The virtual world created within Skinhead Forum is just that—virtual. It is not a “real” world, but is, instead, a vision participants collectively create that prefigures the post- racial holy war world they wish to bring about through their activism (Futrell and Simi 2004). As such, the online community is an idealized version of reality, and blog participants’ actions in the real, non-virtual world may be quite different. Blee explores the tension between activists’ real lives and movement ideologies in her work on women in organized racist groups, noting that there has been significant and ongoing tension especially surrounding women’s rights issues in various segments of the white power movement (Blee 2004). This paper has presented examples of how conflicts over expanding women’s roles has been handled by the virtual skinheads who police the borders of gender in a less rigid way than other borders are policed. Whether a similar less rigid policing of the border marking sexuality will allow gay skinheads or their sympathizers to contribute to the virtual skinhead movement seems in doubt, at least for the foreseeable future.

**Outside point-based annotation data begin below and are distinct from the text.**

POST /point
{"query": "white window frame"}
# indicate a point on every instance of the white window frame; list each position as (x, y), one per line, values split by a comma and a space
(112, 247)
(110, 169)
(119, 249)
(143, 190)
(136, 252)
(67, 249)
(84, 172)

In fact, an examination of the virtual gay skinhead community might be a productive avenue for future research. Another interesting avenue might be to examine other aspects of virtual masculinity. For example, the act of typing, as opposed to gaming and surfing, might be seen as feminine or feminizing. Accomplishing virtual masculinity, especially hypermasculinity as discussed in this paper, might require particular strategies to overcome potentially feminizing elements of the online environment. It may be that the virtual skinheads liberally use gendered words like fag, homo, and pussy, and raced words like Negro and Paki for their inflammatory value as a strategy to affirm their virtual masculinity.
This study extends the conversation about the process of forming sexual and gender collective identities by studying one of the latest manifestations of social movement participation. The non-corporeal, virtual nature of blogs, and the unseen, unverified gender and sexuality of participants, makes finding reliable markers of identity problematic for co-participants in social movements. Just around the comer are new, emerging digital technologies that may present even more interesting challenges for participants in virtual social movement communities. These emerging virtual communities, and the process by which participants authenticate each others’ collective identities, will provide fertile ground for future research.